May I suggest a syllabus? Your students will excel because they will:
1. Learn to walk to music in such a way that their bodies exude joy just from walking.
2. Learn to walk from the start with their partner in close embrace. (Use a pillow between your students to help simulate connection and leave room for their feet as they focuses on the music.
3. Learn turns -- ONLY because of traffic. Turns can be fun. But walking, fully tuned to the music's nuances is primal.
4. Learn the life-long practice the above, with the the greatest value for connection and the joy of movement through music.
That's it / Nada mas
Graduation, and off to practice for the rest of one's life.

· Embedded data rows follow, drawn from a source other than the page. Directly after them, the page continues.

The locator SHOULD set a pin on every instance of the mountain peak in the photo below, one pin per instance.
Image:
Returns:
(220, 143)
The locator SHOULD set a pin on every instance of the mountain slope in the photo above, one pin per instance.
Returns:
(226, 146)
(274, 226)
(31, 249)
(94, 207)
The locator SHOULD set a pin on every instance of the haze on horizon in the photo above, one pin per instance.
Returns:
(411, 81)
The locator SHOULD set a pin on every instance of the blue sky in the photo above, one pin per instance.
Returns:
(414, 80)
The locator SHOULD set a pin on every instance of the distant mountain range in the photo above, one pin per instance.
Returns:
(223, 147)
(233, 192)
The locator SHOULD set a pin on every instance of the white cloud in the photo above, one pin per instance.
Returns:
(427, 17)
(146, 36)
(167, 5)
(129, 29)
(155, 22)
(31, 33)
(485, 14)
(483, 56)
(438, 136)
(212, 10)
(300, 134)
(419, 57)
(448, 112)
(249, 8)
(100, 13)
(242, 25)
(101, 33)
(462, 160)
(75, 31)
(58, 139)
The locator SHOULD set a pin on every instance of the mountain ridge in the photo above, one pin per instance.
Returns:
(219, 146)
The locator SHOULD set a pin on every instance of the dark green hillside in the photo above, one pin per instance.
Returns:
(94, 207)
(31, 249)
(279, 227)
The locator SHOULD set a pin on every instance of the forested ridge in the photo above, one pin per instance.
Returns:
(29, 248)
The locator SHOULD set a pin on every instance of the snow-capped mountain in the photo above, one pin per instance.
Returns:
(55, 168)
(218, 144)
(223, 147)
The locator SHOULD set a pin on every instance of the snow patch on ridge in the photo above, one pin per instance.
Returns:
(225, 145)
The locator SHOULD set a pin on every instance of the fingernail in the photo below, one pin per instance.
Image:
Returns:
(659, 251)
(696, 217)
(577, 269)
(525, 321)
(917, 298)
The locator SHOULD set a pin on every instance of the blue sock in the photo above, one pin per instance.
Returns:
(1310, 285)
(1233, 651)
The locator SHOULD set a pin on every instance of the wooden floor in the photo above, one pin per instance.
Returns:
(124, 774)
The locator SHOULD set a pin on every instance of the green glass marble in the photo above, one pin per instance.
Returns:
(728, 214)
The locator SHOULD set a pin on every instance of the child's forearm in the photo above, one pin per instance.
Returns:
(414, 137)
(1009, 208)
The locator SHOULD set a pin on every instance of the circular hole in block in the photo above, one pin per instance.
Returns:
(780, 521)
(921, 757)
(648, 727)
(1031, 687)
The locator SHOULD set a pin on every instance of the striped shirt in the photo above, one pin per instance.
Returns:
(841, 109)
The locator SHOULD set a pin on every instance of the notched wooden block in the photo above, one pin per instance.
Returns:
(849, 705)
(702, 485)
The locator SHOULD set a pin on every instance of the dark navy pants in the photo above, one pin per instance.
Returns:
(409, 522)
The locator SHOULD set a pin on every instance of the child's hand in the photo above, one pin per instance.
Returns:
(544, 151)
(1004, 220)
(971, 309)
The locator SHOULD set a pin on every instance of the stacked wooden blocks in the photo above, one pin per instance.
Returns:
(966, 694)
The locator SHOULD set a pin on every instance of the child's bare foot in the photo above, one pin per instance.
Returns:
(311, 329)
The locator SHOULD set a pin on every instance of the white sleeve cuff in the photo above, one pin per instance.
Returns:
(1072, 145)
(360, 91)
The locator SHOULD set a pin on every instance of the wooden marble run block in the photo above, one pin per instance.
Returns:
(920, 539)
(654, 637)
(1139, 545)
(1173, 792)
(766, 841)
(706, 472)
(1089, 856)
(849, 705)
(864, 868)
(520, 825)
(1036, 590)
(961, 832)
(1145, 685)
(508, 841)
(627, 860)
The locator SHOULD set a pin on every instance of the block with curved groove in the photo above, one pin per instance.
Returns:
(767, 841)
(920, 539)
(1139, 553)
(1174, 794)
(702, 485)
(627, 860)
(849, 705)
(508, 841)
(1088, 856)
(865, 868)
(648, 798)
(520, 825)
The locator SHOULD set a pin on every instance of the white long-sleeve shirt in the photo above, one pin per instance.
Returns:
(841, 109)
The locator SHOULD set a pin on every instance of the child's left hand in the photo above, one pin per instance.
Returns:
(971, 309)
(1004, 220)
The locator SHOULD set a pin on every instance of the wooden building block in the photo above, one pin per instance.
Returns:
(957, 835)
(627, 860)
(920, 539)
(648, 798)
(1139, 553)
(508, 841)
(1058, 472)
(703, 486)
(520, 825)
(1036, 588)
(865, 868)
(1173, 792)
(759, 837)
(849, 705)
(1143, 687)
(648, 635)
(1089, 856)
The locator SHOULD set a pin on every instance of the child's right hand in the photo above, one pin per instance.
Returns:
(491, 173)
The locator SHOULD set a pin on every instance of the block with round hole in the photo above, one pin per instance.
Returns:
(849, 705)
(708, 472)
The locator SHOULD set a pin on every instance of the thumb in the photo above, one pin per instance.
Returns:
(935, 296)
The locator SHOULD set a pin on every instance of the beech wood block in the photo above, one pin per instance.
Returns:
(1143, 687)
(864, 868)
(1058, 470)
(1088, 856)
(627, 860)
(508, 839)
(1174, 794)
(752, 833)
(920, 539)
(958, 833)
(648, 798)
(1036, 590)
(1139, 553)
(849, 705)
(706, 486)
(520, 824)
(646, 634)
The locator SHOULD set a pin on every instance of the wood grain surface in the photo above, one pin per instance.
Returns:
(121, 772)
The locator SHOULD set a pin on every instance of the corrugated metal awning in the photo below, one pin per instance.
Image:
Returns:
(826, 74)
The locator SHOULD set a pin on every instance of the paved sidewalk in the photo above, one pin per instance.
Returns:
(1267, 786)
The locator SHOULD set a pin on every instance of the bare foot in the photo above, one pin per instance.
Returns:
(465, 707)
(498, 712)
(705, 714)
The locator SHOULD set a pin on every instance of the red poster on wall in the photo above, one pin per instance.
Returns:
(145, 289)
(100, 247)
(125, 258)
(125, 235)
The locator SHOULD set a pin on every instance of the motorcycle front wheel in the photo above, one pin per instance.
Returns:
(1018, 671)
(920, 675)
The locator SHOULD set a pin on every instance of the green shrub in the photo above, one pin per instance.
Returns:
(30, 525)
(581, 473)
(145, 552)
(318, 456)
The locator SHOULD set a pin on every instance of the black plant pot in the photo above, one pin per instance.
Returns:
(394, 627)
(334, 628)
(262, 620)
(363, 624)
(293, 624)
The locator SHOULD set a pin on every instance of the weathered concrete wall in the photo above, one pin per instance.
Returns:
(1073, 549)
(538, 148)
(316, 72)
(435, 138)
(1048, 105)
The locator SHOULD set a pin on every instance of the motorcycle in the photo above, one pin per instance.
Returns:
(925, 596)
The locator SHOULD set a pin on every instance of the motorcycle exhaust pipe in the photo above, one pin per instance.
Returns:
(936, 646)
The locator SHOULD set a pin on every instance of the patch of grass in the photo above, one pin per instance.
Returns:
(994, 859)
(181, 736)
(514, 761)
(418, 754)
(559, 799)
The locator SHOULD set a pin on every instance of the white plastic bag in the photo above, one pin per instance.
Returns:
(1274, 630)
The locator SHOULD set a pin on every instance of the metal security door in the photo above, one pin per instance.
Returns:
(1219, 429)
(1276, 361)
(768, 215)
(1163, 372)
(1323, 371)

Go back to number one, and focus now on "walk to music." That will take a very joyful and interesting long time. Tango, you see, is the simplest of dances but tango takes a lifetime to learn. Interesting paradox?
If this sounds easy, then the point of musicality was perhaps lost. In the four steps above, music, was the only element that was repeated four times. Your students have just taken up a musical instrument -- their bodies, and it will take a lifetime to become great musicians of this fine instrument.